REACT study lays bare the scale of the UK’s Long COVID problem
15% of those who had COVID-19 had three or more symptoms of COVID longer than 12 weeks.
In a large scale random community sample of over half a million people, undertaken by several bodies, to include the School of Public Health, Imperial College London and the National Institute for Health Research, the scale of the pandemic’s longer term impact on the nation’s health is set out.
The findings can be summarised as follows;
- 508,000 people were asked about any prior history of COVID and the presence/duration of any one of a long list of 29 separate symptoms.
- Of the sample, the number of people who “self-reported” suffering from COVID-19, was nearly 20% (19.2%).
- Of those self-reporting COVID-19, (76,155 people) over 1/3rd (38%) had experienced at least one symptom on the checklist more than 12 weeks after diagnosis.
- 15% of those who had COVID-19 had three or more symptoms of COVID longer than 12 weeks.

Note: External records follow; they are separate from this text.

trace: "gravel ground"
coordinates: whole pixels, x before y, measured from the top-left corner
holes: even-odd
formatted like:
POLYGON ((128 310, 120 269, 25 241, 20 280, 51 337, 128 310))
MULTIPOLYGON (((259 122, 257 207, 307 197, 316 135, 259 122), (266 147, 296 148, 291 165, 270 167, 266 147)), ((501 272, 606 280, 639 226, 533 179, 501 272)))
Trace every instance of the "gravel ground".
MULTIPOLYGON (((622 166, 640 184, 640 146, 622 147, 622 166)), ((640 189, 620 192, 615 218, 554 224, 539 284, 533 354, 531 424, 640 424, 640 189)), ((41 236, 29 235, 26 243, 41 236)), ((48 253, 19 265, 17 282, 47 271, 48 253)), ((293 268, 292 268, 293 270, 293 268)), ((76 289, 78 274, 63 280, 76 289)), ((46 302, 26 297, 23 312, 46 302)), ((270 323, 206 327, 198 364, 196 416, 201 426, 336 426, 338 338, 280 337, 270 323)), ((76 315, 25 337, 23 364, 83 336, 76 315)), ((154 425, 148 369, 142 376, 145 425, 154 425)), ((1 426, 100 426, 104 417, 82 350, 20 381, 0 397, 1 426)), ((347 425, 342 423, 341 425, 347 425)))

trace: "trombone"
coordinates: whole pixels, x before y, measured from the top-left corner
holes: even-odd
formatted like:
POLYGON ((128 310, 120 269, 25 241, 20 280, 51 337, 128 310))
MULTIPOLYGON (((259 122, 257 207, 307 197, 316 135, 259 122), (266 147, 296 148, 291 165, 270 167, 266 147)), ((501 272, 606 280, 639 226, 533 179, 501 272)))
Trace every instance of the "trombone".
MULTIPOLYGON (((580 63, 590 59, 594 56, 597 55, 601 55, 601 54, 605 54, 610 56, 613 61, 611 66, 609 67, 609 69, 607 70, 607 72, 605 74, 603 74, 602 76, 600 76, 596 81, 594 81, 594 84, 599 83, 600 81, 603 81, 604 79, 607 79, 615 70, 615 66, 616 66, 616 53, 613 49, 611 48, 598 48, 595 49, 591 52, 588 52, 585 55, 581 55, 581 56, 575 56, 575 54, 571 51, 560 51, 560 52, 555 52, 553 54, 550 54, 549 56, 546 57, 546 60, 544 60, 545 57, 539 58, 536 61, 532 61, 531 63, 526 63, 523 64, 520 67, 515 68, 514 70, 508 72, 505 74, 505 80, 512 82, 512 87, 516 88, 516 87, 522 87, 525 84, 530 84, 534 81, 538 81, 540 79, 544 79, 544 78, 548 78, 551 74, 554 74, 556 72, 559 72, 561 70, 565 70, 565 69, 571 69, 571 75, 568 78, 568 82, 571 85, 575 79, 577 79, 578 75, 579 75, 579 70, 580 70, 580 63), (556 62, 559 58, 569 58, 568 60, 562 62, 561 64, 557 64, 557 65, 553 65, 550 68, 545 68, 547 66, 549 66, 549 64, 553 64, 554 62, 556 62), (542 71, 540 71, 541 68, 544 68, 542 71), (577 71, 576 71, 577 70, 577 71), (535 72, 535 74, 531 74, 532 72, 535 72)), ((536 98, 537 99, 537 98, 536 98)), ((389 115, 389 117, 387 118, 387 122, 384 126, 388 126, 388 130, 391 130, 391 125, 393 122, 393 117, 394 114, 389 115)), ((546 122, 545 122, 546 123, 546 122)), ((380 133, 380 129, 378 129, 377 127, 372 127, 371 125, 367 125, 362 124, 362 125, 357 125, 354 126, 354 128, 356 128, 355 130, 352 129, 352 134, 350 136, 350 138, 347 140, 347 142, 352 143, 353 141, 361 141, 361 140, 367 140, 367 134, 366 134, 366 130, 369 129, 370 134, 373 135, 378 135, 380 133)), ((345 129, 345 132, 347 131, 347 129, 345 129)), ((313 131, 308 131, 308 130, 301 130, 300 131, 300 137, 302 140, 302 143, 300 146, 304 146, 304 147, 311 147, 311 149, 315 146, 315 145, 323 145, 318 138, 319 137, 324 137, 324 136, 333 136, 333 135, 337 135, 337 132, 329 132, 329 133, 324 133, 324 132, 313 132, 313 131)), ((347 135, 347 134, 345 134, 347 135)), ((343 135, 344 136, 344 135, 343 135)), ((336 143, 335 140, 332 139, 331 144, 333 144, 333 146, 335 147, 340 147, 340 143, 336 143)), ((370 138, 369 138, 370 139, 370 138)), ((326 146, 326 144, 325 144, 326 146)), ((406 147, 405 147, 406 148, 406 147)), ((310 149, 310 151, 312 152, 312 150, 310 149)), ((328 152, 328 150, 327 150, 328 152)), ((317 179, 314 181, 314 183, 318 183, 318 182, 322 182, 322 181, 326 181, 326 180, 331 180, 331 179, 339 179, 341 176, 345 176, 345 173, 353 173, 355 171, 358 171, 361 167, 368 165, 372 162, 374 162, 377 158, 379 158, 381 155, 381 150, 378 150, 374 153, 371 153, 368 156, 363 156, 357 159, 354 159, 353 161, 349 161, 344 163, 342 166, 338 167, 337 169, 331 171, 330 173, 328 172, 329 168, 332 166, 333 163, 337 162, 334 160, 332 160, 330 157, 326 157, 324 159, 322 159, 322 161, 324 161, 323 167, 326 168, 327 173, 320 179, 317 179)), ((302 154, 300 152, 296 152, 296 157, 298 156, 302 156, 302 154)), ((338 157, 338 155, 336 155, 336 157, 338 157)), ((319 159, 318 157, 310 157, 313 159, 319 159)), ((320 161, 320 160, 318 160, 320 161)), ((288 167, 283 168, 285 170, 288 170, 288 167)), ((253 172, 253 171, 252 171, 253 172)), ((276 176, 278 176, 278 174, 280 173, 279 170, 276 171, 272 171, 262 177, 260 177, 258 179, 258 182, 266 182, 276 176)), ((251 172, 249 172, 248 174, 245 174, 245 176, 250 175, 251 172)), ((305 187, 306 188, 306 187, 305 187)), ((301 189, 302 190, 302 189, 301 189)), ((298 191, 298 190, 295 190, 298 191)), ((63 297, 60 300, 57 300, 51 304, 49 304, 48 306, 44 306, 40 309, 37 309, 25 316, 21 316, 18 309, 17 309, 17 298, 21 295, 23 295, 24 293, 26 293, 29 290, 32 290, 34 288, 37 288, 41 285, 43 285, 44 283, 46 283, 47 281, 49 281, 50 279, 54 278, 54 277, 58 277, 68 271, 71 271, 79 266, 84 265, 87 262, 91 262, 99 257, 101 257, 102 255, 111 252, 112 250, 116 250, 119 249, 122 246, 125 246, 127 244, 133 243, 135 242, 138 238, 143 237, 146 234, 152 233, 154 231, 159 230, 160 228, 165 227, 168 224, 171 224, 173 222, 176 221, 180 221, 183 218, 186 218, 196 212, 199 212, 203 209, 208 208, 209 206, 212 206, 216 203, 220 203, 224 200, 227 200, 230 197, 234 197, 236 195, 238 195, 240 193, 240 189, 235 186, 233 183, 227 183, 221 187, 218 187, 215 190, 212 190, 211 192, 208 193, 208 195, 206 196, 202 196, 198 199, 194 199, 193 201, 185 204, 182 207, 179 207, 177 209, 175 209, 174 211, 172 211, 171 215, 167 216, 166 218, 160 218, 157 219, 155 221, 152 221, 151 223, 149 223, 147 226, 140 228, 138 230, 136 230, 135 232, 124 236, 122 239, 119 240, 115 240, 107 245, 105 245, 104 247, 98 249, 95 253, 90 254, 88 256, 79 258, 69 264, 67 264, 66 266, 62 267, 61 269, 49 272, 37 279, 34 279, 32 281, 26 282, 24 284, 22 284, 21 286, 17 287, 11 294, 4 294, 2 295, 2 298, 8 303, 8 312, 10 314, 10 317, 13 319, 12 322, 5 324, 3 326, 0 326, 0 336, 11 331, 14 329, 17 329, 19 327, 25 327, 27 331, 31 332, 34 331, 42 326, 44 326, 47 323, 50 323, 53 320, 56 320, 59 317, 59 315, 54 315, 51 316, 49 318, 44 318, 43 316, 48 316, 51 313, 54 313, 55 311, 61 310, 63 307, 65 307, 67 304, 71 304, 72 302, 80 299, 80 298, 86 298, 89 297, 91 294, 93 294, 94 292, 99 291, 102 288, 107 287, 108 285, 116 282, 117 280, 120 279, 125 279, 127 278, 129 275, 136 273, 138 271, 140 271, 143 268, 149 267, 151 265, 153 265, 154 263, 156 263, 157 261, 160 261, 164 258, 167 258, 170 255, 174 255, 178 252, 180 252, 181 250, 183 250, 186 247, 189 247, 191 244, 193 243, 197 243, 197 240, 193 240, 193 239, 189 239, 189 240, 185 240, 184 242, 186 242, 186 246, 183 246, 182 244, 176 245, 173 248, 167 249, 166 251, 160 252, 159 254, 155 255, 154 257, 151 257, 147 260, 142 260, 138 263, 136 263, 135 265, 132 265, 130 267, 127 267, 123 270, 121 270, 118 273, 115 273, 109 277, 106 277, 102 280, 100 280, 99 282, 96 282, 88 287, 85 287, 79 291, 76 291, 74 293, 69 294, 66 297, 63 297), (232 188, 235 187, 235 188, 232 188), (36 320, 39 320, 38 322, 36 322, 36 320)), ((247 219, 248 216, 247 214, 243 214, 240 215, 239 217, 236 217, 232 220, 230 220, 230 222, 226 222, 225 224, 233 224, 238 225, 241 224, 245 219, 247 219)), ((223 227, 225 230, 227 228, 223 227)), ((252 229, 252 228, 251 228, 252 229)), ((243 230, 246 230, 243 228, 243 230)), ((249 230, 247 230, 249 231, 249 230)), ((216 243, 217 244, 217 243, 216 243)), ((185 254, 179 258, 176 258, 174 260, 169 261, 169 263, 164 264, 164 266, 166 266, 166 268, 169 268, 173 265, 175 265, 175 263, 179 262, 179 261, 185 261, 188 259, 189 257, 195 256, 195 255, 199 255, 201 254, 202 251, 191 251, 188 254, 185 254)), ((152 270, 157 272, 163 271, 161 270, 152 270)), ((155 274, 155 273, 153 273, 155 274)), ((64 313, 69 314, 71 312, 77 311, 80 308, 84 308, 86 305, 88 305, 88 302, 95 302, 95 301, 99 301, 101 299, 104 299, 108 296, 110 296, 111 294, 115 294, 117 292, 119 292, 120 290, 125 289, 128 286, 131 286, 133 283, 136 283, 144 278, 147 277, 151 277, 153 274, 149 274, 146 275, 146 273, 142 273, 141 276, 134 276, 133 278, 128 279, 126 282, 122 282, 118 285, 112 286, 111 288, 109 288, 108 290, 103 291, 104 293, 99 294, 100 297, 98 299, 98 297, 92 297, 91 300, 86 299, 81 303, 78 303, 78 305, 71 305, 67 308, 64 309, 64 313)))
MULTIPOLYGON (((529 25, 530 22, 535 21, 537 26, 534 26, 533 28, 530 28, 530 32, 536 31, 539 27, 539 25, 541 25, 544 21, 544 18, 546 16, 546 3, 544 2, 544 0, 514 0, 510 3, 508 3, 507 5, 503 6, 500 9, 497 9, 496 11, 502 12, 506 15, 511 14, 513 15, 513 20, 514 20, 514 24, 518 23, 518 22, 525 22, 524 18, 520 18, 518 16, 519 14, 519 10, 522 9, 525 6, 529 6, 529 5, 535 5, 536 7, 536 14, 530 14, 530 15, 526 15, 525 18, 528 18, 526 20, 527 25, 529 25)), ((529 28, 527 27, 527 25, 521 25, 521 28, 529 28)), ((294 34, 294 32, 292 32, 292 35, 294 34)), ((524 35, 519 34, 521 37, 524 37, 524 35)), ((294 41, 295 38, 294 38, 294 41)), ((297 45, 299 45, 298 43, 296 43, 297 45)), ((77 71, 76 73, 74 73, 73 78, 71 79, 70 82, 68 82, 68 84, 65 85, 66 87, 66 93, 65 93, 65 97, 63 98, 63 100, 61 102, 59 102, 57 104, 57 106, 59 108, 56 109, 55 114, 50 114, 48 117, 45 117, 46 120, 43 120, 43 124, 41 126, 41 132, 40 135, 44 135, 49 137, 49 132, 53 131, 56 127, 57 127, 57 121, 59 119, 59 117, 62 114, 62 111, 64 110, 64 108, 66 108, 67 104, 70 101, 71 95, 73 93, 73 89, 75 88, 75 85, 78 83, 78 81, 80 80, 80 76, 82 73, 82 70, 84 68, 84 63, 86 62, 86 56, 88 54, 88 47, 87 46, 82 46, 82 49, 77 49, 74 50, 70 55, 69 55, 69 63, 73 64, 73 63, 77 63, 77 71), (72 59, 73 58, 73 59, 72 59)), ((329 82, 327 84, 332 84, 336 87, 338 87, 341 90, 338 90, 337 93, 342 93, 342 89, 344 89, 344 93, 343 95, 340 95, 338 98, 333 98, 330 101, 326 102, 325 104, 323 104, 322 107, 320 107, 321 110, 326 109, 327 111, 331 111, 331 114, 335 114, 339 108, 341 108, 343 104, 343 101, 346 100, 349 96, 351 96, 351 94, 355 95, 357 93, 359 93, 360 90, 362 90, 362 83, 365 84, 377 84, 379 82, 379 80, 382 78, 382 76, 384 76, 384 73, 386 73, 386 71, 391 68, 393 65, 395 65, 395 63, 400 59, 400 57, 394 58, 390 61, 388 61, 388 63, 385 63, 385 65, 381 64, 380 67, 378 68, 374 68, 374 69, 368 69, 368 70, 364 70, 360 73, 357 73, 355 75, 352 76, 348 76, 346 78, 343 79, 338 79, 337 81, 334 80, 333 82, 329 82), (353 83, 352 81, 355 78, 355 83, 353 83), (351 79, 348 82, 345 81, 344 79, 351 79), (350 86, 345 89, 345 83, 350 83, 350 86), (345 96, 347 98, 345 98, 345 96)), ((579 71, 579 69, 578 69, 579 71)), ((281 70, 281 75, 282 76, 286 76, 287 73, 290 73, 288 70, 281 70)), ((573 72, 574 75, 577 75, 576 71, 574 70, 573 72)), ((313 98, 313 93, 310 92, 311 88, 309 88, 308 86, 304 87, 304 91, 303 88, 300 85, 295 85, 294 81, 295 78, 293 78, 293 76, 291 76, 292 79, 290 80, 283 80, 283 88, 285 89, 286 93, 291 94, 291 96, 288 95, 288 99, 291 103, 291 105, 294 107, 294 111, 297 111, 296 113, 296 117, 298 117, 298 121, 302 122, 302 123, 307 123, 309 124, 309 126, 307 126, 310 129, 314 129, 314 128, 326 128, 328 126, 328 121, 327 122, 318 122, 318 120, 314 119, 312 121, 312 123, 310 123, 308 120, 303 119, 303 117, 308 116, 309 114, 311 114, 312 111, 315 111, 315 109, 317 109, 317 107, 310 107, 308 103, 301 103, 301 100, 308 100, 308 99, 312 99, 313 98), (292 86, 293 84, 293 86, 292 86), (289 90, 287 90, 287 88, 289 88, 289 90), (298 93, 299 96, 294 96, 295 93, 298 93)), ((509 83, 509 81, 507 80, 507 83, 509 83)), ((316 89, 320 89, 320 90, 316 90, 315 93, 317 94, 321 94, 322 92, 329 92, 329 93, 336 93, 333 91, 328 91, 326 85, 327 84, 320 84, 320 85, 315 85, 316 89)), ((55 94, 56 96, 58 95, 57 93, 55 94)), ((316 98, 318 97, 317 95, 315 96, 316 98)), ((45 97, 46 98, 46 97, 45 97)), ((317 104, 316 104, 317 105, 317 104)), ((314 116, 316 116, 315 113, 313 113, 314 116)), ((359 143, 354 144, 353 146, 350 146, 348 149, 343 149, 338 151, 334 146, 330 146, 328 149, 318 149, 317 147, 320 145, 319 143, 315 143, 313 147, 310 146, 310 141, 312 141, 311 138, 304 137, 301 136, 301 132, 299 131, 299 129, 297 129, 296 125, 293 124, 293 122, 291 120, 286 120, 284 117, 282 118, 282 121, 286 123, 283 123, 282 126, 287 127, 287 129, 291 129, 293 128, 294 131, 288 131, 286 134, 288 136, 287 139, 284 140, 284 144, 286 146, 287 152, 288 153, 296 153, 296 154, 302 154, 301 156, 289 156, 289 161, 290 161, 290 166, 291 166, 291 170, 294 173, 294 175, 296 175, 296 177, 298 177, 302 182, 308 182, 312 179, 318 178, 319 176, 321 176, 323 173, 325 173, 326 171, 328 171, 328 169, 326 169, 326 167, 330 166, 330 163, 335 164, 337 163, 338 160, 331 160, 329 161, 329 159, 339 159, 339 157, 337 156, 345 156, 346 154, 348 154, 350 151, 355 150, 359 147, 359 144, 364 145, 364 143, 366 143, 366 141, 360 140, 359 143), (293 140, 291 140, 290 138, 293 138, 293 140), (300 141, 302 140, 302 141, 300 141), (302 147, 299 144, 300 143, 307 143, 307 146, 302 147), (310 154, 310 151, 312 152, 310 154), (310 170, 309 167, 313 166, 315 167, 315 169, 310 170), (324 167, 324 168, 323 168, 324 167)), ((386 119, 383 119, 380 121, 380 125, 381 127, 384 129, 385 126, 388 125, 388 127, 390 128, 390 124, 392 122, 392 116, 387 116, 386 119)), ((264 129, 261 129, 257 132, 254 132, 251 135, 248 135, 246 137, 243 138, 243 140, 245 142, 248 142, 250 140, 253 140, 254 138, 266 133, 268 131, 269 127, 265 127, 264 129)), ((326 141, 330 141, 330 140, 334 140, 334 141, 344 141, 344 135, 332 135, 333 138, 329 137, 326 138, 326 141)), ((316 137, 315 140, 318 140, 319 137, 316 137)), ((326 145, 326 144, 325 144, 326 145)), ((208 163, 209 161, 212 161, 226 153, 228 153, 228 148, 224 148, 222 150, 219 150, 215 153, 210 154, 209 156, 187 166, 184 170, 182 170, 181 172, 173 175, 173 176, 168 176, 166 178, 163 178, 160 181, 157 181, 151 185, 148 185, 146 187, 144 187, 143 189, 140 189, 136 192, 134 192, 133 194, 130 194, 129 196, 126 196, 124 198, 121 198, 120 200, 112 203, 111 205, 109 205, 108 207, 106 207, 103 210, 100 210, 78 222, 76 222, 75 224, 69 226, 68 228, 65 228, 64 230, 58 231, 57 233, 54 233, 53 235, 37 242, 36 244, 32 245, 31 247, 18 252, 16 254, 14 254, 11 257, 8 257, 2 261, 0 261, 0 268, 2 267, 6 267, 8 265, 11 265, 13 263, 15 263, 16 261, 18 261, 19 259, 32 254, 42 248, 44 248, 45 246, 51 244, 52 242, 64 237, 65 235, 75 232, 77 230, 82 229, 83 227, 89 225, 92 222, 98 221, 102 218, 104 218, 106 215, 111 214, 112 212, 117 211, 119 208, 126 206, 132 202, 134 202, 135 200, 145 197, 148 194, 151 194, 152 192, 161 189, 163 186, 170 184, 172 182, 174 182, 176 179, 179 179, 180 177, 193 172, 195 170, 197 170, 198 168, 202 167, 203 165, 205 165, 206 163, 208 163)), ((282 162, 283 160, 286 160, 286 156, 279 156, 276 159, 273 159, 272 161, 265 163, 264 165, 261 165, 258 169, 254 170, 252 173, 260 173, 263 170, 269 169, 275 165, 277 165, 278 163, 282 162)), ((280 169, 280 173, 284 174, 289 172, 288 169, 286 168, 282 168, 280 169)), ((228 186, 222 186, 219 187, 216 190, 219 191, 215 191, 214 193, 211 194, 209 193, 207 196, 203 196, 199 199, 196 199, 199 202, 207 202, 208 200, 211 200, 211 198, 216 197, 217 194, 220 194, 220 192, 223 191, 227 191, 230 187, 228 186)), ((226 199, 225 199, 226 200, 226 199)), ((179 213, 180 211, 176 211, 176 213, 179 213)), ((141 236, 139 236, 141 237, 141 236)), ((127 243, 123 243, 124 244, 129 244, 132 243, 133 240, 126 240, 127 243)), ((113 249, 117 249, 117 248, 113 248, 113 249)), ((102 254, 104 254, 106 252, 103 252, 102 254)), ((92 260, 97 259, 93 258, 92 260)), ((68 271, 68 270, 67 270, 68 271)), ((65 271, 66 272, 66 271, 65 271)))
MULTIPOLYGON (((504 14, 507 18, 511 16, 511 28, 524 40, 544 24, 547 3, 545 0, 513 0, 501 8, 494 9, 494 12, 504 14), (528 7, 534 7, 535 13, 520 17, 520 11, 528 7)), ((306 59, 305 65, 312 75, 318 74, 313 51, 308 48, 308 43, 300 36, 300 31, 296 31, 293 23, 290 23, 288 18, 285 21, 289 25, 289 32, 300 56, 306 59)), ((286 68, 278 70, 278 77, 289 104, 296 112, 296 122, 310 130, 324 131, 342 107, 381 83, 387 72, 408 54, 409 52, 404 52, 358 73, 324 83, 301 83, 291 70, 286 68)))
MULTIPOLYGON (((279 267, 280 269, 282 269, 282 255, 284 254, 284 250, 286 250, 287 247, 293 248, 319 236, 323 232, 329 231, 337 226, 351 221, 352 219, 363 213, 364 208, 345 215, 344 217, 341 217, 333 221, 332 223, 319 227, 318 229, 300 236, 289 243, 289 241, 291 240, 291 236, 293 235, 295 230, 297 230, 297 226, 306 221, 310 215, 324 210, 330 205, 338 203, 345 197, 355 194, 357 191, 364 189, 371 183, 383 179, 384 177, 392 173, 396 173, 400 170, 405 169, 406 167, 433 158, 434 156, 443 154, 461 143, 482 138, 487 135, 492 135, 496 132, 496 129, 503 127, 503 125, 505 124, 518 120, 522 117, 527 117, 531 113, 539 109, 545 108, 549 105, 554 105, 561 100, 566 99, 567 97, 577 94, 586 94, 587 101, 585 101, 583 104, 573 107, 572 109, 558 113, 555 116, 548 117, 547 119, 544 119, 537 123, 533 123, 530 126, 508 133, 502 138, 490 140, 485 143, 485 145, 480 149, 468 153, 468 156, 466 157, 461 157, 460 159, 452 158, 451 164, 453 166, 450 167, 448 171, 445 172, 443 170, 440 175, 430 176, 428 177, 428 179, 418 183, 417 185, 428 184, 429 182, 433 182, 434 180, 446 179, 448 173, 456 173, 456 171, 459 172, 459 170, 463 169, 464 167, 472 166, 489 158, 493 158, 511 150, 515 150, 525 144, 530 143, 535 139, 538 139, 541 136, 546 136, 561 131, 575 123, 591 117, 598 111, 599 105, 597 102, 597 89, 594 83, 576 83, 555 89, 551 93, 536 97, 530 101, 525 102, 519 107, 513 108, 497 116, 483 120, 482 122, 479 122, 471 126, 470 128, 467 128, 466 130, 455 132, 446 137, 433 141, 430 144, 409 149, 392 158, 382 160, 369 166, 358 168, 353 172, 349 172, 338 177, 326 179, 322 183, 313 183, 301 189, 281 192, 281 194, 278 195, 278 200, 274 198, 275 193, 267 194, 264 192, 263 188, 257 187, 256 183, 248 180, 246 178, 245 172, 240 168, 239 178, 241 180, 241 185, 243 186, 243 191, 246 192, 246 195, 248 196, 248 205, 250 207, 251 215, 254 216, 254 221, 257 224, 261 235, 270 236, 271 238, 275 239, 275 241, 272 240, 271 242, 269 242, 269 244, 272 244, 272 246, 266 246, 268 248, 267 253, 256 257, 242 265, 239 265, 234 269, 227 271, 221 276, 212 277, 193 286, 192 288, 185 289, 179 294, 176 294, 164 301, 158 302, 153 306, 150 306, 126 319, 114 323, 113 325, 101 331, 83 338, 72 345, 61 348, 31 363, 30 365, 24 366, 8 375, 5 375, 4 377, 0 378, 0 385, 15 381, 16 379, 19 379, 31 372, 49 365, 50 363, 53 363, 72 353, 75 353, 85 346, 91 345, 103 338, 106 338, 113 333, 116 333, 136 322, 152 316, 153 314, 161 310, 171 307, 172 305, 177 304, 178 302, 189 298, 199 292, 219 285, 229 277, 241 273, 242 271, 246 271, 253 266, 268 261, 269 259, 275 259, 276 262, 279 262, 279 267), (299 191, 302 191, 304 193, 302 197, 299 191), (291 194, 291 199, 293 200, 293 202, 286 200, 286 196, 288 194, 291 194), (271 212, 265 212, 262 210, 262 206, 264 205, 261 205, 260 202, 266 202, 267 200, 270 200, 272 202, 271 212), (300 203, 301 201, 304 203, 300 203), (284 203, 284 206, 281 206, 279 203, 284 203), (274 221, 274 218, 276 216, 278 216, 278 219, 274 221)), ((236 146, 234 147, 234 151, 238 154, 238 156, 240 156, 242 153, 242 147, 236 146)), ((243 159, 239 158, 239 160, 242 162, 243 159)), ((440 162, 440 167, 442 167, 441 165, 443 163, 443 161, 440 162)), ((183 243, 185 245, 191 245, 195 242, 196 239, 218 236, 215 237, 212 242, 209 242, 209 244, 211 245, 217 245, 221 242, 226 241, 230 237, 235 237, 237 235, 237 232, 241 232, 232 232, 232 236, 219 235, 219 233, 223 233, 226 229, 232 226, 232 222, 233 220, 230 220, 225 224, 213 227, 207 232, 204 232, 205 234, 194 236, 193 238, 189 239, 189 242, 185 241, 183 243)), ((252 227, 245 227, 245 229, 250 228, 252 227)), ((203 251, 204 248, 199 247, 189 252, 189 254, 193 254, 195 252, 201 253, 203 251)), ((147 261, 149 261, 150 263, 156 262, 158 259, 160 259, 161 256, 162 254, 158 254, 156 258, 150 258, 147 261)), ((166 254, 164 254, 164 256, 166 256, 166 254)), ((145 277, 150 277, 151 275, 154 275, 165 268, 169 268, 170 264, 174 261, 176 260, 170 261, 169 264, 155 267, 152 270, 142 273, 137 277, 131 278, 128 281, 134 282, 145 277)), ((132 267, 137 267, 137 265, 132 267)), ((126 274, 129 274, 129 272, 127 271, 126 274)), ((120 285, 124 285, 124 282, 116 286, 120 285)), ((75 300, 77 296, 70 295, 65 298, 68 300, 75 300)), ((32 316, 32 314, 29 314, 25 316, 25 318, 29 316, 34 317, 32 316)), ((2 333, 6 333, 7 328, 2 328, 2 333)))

This in turn led to the conclusion that 5.75% of the UK adult population had at least one symptom more than 12 weeks after diagnosis. This prompted the headlines across several media outlets “Two million of the UK adult population suffering from Long COVID”.
Risk factors for Long COVID/severe symptoms
- The risk of persistent symptoms increased by age.
- Persistent symptoms were 1.5 times more likely to appear in women than men.
- Other risk factors included obesity, smoking/vaping, hospitalisation and deprivation.
- Conversely, those of Asian ethnicity were said to be at lower risk of developing enduring symptoms.
Grouping of symptoms and recovery
Researchers found these broadly fell into two “stable clusters” or categories:
- ‘Fatigue’, to include muscle aches, difficulty sleeping and shortness of breath.
- ‘Respiratory’, to include chest pain.
The majority fell in to the respiratory group rather than fatigue. Whilst some patients reported an improvement in symptoms between 4 and 12 weeks after diagnosis, any improvement in symptoms largely tailed off after 12 weeks.
Relevance and implications
Both the volume of participants and the control measures exercised by the researchers will make it difficult for the study to be regarded as unrepresentative or to be ignored.
Whilst there is no settled definition of “Long COVID”, at its loosest, Long COVID appears to impact a significant number — estimated to be 2 million of the UK adult population.
This, combined with worrying evidence that recovery plateaus 12 weeks after diagnosis, drives the conclusion that significant numbers will require longer treatment and care, with financial and resource implications for the NHS and health care providers.
The study also reinforces how COVID-19, in common with so many other diseases, disproportionately impacts upon the socially and economically deprived — both in terms of the likelihood of contracting COVID and in terms of symptom prevalence.
COVID-19 will cause the divisions already seen in health outcomes according to social and economic status to grow rather than recede over the coming years.